NatWest Glitch Sees Mexico Hospital Threaten To Turn Off Life Support Of Olivia Downie, 7 (PICTURE)

Hospital 'Threatens To End Seven-Year-Old's Life Support' After NatWest Glitch

A hospital threatened to take a seven-year-old with cancer off life support after an IT glitch at NatWest meant money urgently raised for her had not gone through.

According to Linza Corp, founder of the Families Against Neuroblastoma (FAN) charity, £110,000 raised to help pay for Olivia's treatment and fly her back home to Scotland but it didn't process through the account because of the computer glitch.

"The money came in on Friday but I couldn't verify any of it when I tried to look at the bank account," she told The Huffington Post UK.

"I came out of online banking and went to telephone banking to verify it and I couldn't get through, and I couldn't get through to anybody. I went back to online banking and the service had crashed."

"Then it was the close of banking business, the hospital were saying 'there's no money, we're going to pull the plug.'"

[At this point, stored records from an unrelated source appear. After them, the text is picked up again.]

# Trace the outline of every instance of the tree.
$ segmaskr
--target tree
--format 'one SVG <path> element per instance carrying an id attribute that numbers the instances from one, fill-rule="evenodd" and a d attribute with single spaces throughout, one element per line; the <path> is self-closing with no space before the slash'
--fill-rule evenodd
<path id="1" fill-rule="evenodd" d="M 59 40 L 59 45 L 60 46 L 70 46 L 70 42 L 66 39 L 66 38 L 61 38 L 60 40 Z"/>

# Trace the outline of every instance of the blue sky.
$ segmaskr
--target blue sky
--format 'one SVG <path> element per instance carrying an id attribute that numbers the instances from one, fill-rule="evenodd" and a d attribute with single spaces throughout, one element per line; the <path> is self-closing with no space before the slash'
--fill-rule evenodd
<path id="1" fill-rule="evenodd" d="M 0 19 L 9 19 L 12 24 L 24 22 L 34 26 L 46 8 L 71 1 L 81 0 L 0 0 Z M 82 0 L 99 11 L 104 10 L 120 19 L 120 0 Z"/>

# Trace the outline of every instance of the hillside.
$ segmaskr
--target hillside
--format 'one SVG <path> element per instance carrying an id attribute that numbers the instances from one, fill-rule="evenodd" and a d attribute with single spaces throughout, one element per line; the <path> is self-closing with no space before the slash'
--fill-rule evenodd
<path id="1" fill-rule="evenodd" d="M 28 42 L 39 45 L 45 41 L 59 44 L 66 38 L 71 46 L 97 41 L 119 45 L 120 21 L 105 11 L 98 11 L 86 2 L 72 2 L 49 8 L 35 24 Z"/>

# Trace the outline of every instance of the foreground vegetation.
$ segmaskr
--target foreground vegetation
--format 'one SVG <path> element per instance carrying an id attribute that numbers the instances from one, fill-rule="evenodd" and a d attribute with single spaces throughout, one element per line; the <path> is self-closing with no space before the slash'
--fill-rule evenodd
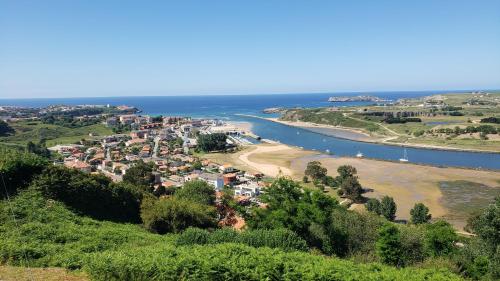
<path id="1" fill-rule="evenodd" d="M 0 203 L 2 264 L 83 270 L 93 280 L 499 277 L 500 200 L 471 219 L 478 237 L 466 239 L 444 221 L 405 226 L 349 211 L 287 178 L 267 189 L 265 208 L 245 208 L 229 191 L 215 200 L 199 181 L 155 193 L 147 165 L 132 171 L 140 180 L 115 184 L 32 154 L 8 155 L 0 157 L 2 176 L 14 179 Z M 243 232 L 216 223 L 235 210 L 247 221 Z"/>

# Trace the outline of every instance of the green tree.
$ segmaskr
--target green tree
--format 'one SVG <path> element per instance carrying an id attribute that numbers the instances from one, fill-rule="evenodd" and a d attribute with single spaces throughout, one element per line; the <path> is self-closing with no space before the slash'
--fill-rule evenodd
<path id="1" fill-rule="evenodd" d="M 429 214 L 429 208 L 425 206 L 423 203 L 417 203 L 410 210 L 411 222 L 413 224 L 422 224 L 427 223 L 431 219 L 431 214 Z"/>
<path id="2" fill-rule="evenodd" d="M 145 191 L 151 192 L 155 180 L 153 168 L 153 163 L 145 163 L 140 160 L 127 170 L 127 173 L 123 175 L 123 181 L 135 186 L 140 186 Z"/>
<path id="3" fill-rule="evenodd" d="M 440 220 L 427 225 L 425 247 L 431 256 L 445 256 L 453 252 L 453 243 L 457 240 L 455 229 L 446 221 Z"/>
<path id="4" fill-rule="evenodd" d="M 26 144 L 26 150 L 30 153 L 34 153 L 45 158 L 50 157 L 50 151 L 47 149 L 44 139 L 41 139 L 37 144 L 32 141 L 28 141 L 28 143 Z"/>
<path id="5" fill-rule="evenodd" d="M 300 235 L 310 247 L 331 254 L 327 235 L 330 213 L 338 202 L 320 191 L 302 189 L 297 182 L 280 177 L 262 195 L 267 208 L 252 208 L 249 228 L 287 228 Z"/>
<path id="6" fill-rule="evenodd" d="M 227 145 L 227 136 L 222 133 L 199 135 L 198 148 L 205 152 L 224 150 Z"/>
<path id="7" fill-rule="evenodd" d="M 401 266 L 401 237 L 398 228 L 393 224 L 384 225 L 379 231 L 377 254 L 385 264 Z"/>
<path id="8" fill-rule="evenodd" d="M 342 165 L 337 168 L 337 173 L 342 180 L 355 176 L 358 171 L 351 165 Z"/>
<path id="9" fill-rule="evenodd" d="M 500 196 L 495 198 L 493 204 L 472 217 L 468 222 L 468 228 L 485 241 L 491 249 L 500 245 Z"/>
<path id="10" fill-rule="evenodd" d="M 32 153 L 0 149 L 0 198 L 11 197 L 39 175 L 48 162 Z M 7 193 L 6 193 L 7 192 Z"/>
<path id="11" fill-rule="evenodd" d="M 146 229 L 159 234 L 217 226 L 214 207 L 176 197 L 146 198 L 141 204 L 141 218 Z"/>
<path id="12" fill-rule="evenodd" d="M 215 203 L 214 187 L 203 180 L 191 180 L 184 183 L 182 188 L 175 192 L 175 196 L 199 204 L 214 205 Z"/>
<path id="13" fill-rule="evenodd" d="M 30 188 L 93 218 L 140 221 L 143 193 L 128 183 L 112 183 L 104 175 L 88 175 L 75 169 L 49 166 Z"/>
<path id="14" fill-rule="evenodd" d="M 370 198 L 366 202 L 366 210 L 372 213 L 375 213 L 377 215 L 380 215 L 381 213 L 381 204 L 380 200 L 376 198 Z"/>
<path id="15" fill-rule="evenodd" d="M 313 180 L 322 180 L 327 173 L 327 169 L 321 166 L 321 162 L 312 161 L 307 163 L 305 175 Z"/>
<path id="16" fill-rule="evenodd" d="M 390 221 L 393 221 L 396 218 L 396 210 L 396 202 L 394 202 L 392 197 L 382 197 L 382 200 L 380 201 L 380 214 L 382 216 Z"/>
<path id="17" fill-rule="evenodd" d="M 361 200 L 363 188 L 356 177 L 349 176 L 345 178 L 340 184 L 340 189 L 344 192 L 344 196 L 352 201 L 359 202 Z"/>
<path id="18" fill-rule="evenodd" d="M 4 137 L 14 133 L 14 129 L 5 121 L 0 120 L 0 137 Z"/>
<path id="19" fill-rule="evenodd" d="M 477 237 L 460 253 L 459 264 L 465 275 L 473 279 L 500 280 L 500 197 L 472 216 L 466 229 Z"/>

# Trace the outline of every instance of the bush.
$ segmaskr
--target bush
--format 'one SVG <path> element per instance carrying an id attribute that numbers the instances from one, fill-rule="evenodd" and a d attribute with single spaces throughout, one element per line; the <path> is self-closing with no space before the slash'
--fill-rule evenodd
<path id="1" fill-rule="evenodd" d="M 237 242 L 252 247 L 280 248 L 282 250 L 307 251 L 307 243 L 288 229 L 258 229 L 242 232 Z"/>
<path id="2" fill-rule="evenodd" d="M 208 236 L 209 244 L 221 244 L 221 243 L 234 243 L 238 241 L 239 232 L 236 232 L 232 228 L 224 227 L 221 229 L 216 229 L 214 232 L 210 233 Z"/>
<path id="3" fill-rule="evenodd" d="M 143 193 L 133 185 L 112 183 L 104 175 L 88 175 L 62 166 L 49 166 L 30 188 L 96 219 L 140 222 Z"/>
<path id="4" fill-rule="evenodd" d="M 48 162 L 35 154 L 0 148 L 0 199 L 12 197 L 28 187 Z M 5 189 L 7 189 L 7 194 Z"/>
<path id="5" fill-rule="evenodd" d="M 424 248 L 425 232 L 420 227 L 400 226 L 401 261 L 402 265 L 414 265 L 427 257 Z"/>
<path id="6" fill-rule="evenodd" d="M 214 186 L 203 180 L 192 180 L 186 182 L 181 189 L 175 192 L 175 197 L 190 200 L 199 204 L 214 205 Z"/>
<path id="7" fill-rule="evenodd" d="M 377 254 L 385 264 L 402 265 L 402 245 L 399 229 L 393 224 L 386 224 L 380 229 L 377 240 Z"/>
<path id="8" fill-rule="evenodd" d="M 198 148 L 205 152 L 224 150 L 226 148 L 227 136 L 222 133 L 199 135 Z"/>
<path id="9" fill-rule="evenodd" d="M 182 232 L 176 240 L 177 245 L 203 245 L 208 242 L 210 233 L 205 229 L 190 227 Z"/>
<path id="10" fill-rule="evenodd" d="M 188 228 L 177 238 L 177 245 L 203 245 L 240 243 L 252 247 L 279 248 L 285 251 L 307 251 L 307 243 L 288 229 L 257 229 L 236 232 L 220 229 L 208 232 L 203 229 Z"/>
<path id="11" fill-rule="evenodd" d="M 372 212 L 372 213 L 375 213 L 377 215 L 380 215 L 380 212 L 381 212 L 380 209 L 381 209 L 381 205 L 380 205 L 380 201 L 378 199 L 370 198 L 366 202 L 366 210 L 368 212 Z"/>
<path id="12" fill-rule="evenodd" d="M 0 120 L 0 137 L 8 136 L 14 132 L 14 129 L 7 122 Z"/>
<path id="13" fill-rule="evenodd" d="M 211 228 L 217 225 L 214 207 L 180 198 L 147 198 L 141 204 L 141 218 L 146 229 L 165 234 L 188 227 Z"/>
<path id="14" fill-rule="evenodd" d="M 445 256 L 453 252 L 453 243 L 458 239 L 453 227 L 446 221 L 427 225 L 425 247 L 431 256 Z"/>

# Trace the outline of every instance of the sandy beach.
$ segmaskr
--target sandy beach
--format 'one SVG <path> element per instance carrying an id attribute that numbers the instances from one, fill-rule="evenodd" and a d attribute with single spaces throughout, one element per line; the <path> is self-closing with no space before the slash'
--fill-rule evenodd
<path id="1" fill-rule="evenodd" d="M 373 190 L 365 193 L 365 196 L 393 197 L 398 205 L 399 219 L 409 219 L 410 209 L 415 203 L 422 202 L 429 207 L 434 218 L 449 219 L 457 229 L 463 228 L 468 215 L 447 207 L 453 205 L 447 204 L 449 203 L 447 200 L 452 200 L 452 197 L 445 197 L 440 183 L 464 181 L 481 184 L 492 188 L 495 192 L 498 191 L 500 195 L 500 172 L 494 171 L 439 168 L 349 157 L 336 158 L 284 144 L 253 145 L 240 152 L 224 154 L 221 157 L 223 158 L 219 160 L 232 163 L 240 169 L 258 171 L 271 177 L 282 174 L 295 180 L 302 179 L 305 167 L 310 161 L 320 161 L 328 169 L 328 174 L 332 176 L 337 175 L 338 166 L 352 165 L 358 170 L 359 180 L 363 187 Z M 215 158 L 217 157 L 212 157 L 214 160 Z M 474 199 L 475 192 L 470 189 L 467 192 L 470 194 L 465 194 L 467 195 L 465 197 Z M 483 198 L 479 201 L 479 206 L 482 206 L 483 202 L 488 203 Z M 463 203 L 467 204 L 467 202 Z M 476 202 L 474 208 L 478 208 L 477 204 Z"/>

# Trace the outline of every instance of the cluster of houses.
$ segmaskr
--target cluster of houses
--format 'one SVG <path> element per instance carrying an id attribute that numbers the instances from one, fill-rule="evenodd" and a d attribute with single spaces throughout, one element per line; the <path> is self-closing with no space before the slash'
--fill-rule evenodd
<path id="1" fill-rule="evenodd" d="M 113 181 L 121 181 L 130 167 L 144 161 L 154 163 L 155 188 L 179 188 L 187 181 L 198 179 L 211 184 L 216 192 L 232 188 L 242 203 L 258 203 L 258 195 L 265 187 L 262 174 L 239 171 L 229 164 L 193 155 L 198 134 L 222 132 L 237 136 L 236 128 L 220 120 L 151 118 L 135 114 L 109 117 L 105 122 L 108 126 L 126 124 L 136 129 L 49 149 L 62 156 L 61 164 L 85 173 L 101 173 Z M 228 145 L 234 145 L 235 140 L 228 138 Z"/>

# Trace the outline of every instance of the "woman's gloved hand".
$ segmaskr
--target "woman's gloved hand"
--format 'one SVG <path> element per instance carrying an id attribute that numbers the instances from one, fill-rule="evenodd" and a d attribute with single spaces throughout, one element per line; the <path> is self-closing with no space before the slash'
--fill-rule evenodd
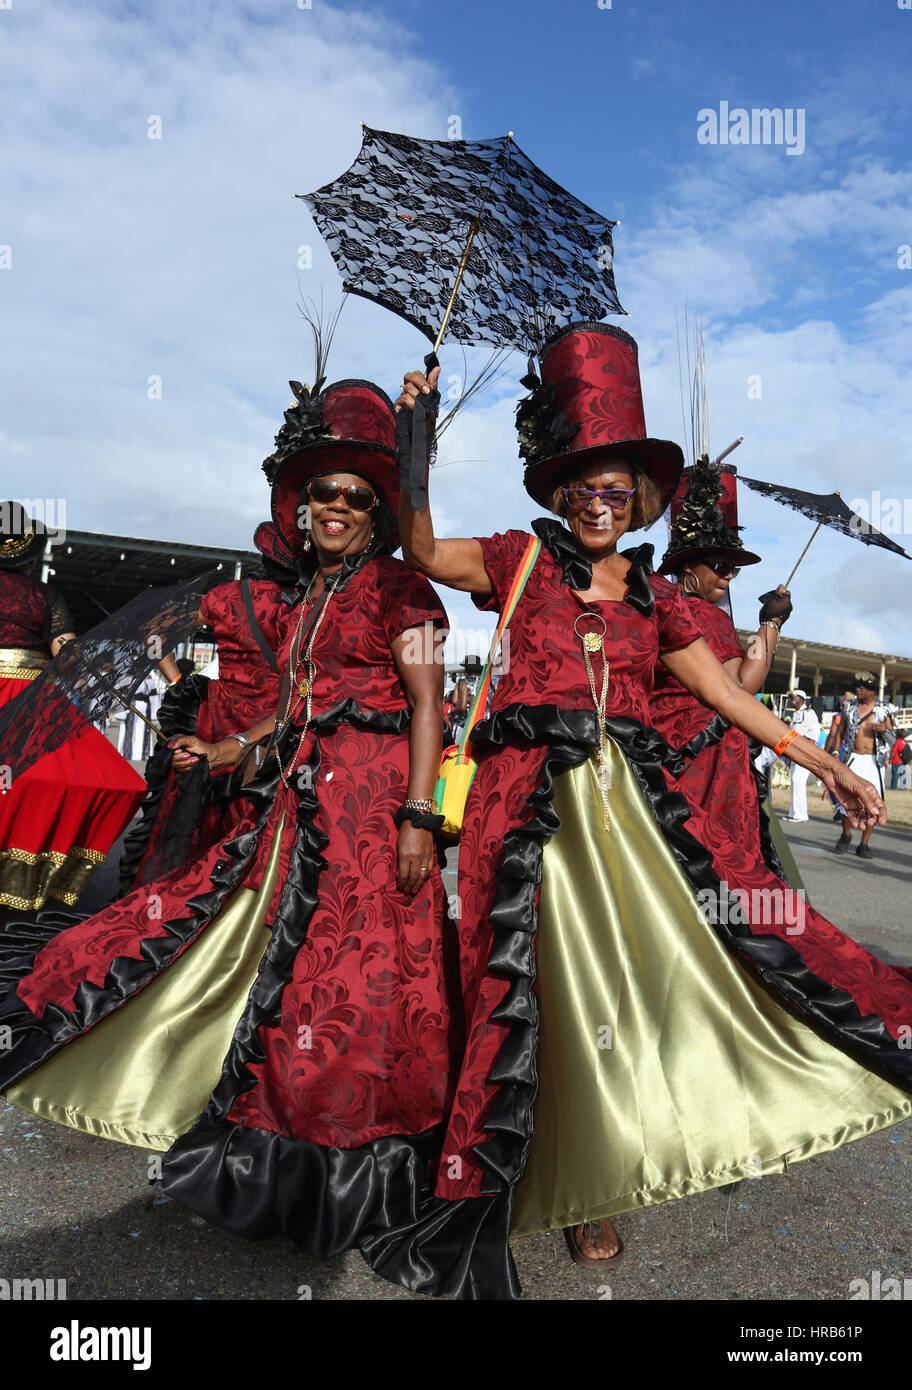
<path id="1" fill-rule="evenodd" d="M 772 621 L 781 627 L 792 612 L 792 598 L 788 589 L 783 589 L 780 584 L 778 589 L 762 594 L 761 597 L 764 599 L 763 607 L 760 609 L 761 623 Z"/>

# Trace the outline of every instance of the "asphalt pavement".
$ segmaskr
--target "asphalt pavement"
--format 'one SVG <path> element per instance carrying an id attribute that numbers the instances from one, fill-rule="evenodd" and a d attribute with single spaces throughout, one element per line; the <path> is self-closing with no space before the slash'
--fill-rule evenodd
<path id="1" fill-rule="evenodd" d="M 912 831 L 876 831 L 870 861 L 836 855 L 829 820 L 786 831 L 813 905 L 884 959 L 912 961 Z M 285 1238 L 207 1226 L 150 1184 L 150 1157 L 0 1102 L 0 1280 L 65 1280 L 68 1299 L 420 1301 L 357 1254 L 321 1263 Z M 607 1277 L 573 1265 L 560 1233 L 513 1250 L 526 1299 L 844 1300 L 874 1271 L 912 1273 L 910 1187 L 904 1123 L 787 1175 L 619 1217 L 626 1251 Z"/>

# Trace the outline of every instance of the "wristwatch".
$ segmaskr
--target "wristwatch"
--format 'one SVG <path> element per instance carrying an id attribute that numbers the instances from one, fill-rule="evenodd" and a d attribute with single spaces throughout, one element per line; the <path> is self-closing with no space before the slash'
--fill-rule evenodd
<path id="1" fill-rule="evenodd" d="M 225 737 L 226 737 L 226 738 L 236 738 L 237 741 L 238 741 L 238 743 L 241 745 L 242 748 L 249 748 L 249 747 L 250 747 L 250 739 L 247 737 L 246 734 L 226 734 Z"/>
<path id="2" fill-rule="evenodd" d="M 414 797 L 407 796 L 403 804 L 409 811 L 424 811 L 428 816 L 440 815 L 440 807 L 432 796 L 425 797 L 423 801 L 416 801 Z"/>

Corp said Olivia's family were so distraught her mother Lauren, who is seven months pregnant, thought she would miscarry.

Seven year old cancer victim Olivia, whose treatment a hospital threatened to pull when payments didn't go through after her family were caught up in the Natwest payments fiasco

"I find it unbelievable but I know it's true because I had her parents on the phone. Her parents were so distraught, Olivia's mum who is seven months thought she was going to lose the baby.

"It was one of the scariest moments of my life. We tried everybody, the Mexican embassy, the prime minister was in Mexico and I was speaking to Downing Street to try and get the PM to sort it out."

Despite the "extremely, extremely distressing" incident Corp said RBS staff were on-hand throughout the weekend and very helpful.

"We won't be changing bank. It was bad timing. It was the hospital that should never, ever have threatened the family. It wasn't the bank that did that, it was the hospital."

She added: "We have no idea when Olivia will be back, everything is on standby but Olivia is not physically able to move or to be moved."

Her mother Lauren told the Daily Record: “If we were to lose her here [in Mexico] and then have to fly her body home we would be tortured for ever more. It would be the end of us, believe me, there’s no way we’d be able to live with ourselves.”

Neuroblastoma, a form of cancer, affects around 100 children in the UK every year.